4話。殺 意のフォーク

じゅ、じゅんちゃ・・ん。いだいよ・・・。
じゅん・・。

へっ?初音?
なんでっ?

死んでない、初音は死んでない。
俺は、テーブルを勢いよく弾き飛ばし、初音に駆け寄った。
確かに、血は出ているが大した量ではない。

ミノルゥ!!!
ミノル、ナニで刺したぁ!
動けなくなっているミノルの視線を追うと、血の付いたフォークが、床に転がっていた。
フォーク、フォークじゃ死なない。フォークじゃ死なない。
このまま歌にして歌ってしまいたい気分だった。兎に角、ミノルは初音を殺してない!それだけで先が見えた、明るい未来が見えた!

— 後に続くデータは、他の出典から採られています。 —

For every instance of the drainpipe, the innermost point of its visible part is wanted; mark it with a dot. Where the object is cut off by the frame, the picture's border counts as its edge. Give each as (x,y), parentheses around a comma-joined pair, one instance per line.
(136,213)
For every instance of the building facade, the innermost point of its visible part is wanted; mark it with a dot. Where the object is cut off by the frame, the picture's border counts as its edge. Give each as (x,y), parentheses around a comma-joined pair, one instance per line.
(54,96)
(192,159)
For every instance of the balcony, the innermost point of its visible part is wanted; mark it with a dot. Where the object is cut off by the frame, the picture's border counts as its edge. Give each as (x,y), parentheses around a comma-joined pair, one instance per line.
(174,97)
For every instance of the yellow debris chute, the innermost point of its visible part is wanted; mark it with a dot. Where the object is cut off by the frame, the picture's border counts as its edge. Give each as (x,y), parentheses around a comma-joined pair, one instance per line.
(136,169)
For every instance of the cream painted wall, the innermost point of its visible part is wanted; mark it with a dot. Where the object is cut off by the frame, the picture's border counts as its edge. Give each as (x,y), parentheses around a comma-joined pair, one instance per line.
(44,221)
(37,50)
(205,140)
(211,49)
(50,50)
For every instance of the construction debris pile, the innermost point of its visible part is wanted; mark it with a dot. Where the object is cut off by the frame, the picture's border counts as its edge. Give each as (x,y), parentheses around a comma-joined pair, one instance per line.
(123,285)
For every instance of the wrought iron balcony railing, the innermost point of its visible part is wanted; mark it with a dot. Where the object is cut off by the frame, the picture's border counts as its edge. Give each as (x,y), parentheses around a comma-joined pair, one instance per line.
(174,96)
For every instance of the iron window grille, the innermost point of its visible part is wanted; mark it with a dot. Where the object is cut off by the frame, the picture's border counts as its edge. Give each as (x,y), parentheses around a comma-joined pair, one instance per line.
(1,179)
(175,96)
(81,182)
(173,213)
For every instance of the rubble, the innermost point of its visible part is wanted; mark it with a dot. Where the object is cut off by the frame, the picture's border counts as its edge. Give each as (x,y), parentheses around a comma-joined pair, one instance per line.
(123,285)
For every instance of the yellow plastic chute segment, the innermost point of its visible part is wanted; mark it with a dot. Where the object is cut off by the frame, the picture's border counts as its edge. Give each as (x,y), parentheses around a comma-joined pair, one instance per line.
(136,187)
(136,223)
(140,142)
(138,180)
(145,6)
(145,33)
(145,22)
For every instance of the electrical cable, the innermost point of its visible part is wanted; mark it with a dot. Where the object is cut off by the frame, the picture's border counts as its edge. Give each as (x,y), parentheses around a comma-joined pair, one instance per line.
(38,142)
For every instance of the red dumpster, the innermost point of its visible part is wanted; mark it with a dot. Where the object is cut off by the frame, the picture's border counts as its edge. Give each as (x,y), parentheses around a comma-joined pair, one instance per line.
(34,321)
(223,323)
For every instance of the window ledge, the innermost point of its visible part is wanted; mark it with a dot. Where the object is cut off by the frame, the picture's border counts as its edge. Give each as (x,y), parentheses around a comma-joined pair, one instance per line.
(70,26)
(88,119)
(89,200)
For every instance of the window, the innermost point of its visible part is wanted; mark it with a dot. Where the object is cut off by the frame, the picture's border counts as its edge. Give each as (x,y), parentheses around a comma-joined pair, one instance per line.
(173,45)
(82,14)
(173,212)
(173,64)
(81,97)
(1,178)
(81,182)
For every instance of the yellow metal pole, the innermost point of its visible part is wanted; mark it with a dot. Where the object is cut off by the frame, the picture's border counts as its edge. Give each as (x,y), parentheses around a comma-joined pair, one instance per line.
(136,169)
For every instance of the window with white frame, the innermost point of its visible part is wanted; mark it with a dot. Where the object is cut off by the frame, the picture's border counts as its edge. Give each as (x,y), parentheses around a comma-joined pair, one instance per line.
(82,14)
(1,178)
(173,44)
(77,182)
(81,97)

初音ぇ!大丈夫。大丈夫だ、いま、今すぐ病院に連れて行ってやるから!なっ!頑張れっ!

うん・・・。頑張る・・・。
意識も、はっきりしてる。
俺は、初音を椅子に座らせ、ミノルに近付いた。まだ興奮はしているが、状況は把握しているみたいだった。

兎に角、とにかく病院に連れて行こう!なっ、ミノル。
小さく頷き、俺の手を力強く握ってきた。
こんな所でモタモタしている場合じゃない!
助手席のリクライニングを深く倒し、静かに初音を乗せた。

なんか、すごい1日だ・・・。
ビビアンから離れた事で俺もミノルも少し冷静になれた。

どこの病院に行けばいいのか?なんて説明すればいいのか?
自分の車に乗せたものの、何も考えていなかった・・・。

ミノル!地図!地図なかったか?

知らないよ・・。淳ちゃんの車でしょ。
後ろ見るから、車停めてっ!
交差点の手前で車をとめた。おれは、バックミラーに映るミノルを見ながら煙草に火をつけた。

あっ、あああっ!!!

運転席から滑り出し、ミノルの横に並んだ。
忘れていた。人を殺しておいて、殺めておいて忘れてた!
叫び声をあげるでもなくミノルは固まっている。俺の袖をひっぱりながらミノルは口をひらいた。
この人死んでるの?
やばいよ、この人・・・。
つづく。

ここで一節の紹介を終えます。